We can perform the same process with the dual basis:
\(dx^{i'} = \frac{\partial x^{i'}}{\partial x^{i}} dx^i \implies \omega_{i'} = \frac{\partial x^{i}}{\partial x^{i'}} \omega_i\).
Observe that covector components transform with the Jacobian, meaning they transform in the same manner as the basis vectors. Hence, we say that covector components transform covariantly. Convention dictates that covariant indices are lower indices while contravariant indices are upper indices. Einstein notation has the nice property that upper indices “cancel out” with lower indices during implicit summations, a process called contraction.
This might at first appear counterintuitive but makes sense with a little thinking. Consider the coordinate transformation where we double the length of all of our basis vectors. This would cause all of the components of a vector to halve (if we redefine the meter to be twice as long, everyone is half as tall!). Similarly, our covector stacks would now be twice as dense, as there are now twice as many stacked lines per unit of distance. Hence, the components of a covector would double.
Observe that in tangent space, our tensors take the following form:
\(T = T^{\mu_1\cdots\mu_k}{}_{\nu_1\cdots\nu_\ell}\, \partial_{\mu_1}\otimes\cdots\otimes\partial_{\mu_k} \otimes dx^{\nu_1}\otimes\cdots\otimes dx^{\nu_\ell}\).
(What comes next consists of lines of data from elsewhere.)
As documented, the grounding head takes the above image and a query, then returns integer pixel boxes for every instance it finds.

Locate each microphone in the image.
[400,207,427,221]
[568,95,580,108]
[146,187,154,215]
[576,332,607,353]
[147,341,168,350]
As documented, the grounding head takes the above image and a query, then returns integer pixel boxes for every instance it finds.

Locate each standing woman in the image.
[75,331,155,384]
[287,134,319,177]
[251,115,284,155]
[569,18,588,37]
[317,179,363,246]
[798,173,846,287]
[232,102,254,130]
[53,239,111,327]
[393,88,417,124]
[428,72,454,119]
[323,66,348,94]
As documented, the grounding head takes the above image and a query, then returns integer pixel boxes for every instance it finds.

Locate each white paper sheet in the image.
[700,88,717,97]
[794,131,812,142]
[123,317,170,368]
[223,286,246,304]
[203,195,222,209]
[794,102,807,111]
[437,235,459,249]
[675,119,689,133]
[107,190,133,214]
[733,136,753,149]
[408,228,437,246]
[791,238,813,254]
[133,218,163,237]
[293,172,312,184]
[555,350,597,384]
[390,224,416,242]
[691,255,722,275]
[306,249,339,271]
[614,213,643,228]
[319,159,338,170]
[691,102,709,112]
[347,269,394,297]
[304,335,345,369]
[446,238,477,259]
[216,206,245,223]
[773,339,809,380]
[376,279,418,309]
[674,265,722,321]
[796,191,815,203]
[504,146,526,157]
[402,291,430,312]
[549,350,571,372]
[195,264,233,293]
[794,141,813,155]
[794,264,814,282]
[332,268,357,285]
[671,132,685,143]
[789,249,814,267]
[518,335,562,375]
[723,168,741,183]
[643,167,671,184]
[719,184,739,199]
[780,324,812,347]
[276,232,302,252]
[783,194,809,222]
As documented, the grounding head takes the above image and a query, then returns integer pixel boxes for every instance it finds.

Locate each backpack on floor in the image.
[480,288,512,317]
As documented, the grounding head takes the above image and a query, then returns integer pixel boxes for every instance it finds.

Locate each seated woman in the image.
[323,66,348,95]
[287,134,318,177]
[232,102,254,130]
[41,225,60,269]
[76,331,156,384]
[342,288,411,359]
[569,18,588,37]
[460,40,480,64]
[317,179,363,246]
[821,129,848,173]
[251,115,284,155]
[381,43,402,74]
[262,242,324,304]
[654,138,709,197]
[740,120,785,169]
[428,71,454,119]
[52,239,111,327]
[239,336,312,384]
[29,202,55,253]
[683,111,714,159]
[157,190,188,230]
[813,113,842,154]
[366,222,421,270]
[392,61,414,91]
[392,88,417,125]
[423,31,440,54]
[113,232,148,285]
Substituting in the transformation laws for the basis vectors and covectors and then pulling out these factors via the multilinearity of the tensor product, we obtain the general transformation law for tensor fields:
\(\boxed{T^{\mu'_1\cdots\mu'_k}{}_{\nu'_1\cdots\nu'_\ell} = \frac{\partial x^{\mu'_1}}{\partial x^{\mu_1}}\cdots \frac{\partial x^{\mu'_k}}{\partial x^{\mu_k}}\, \frac{\partial x^{\nu_1}}{\partial x^{\nu'_1}}\cdots \frac{\partial x^{\nu_\ell}}{\partial x^{\nu'_\ell}}\, T^{\mu_1\cdots\mu_k}{}_{\nu_1\cdots\nu_\ell}}\).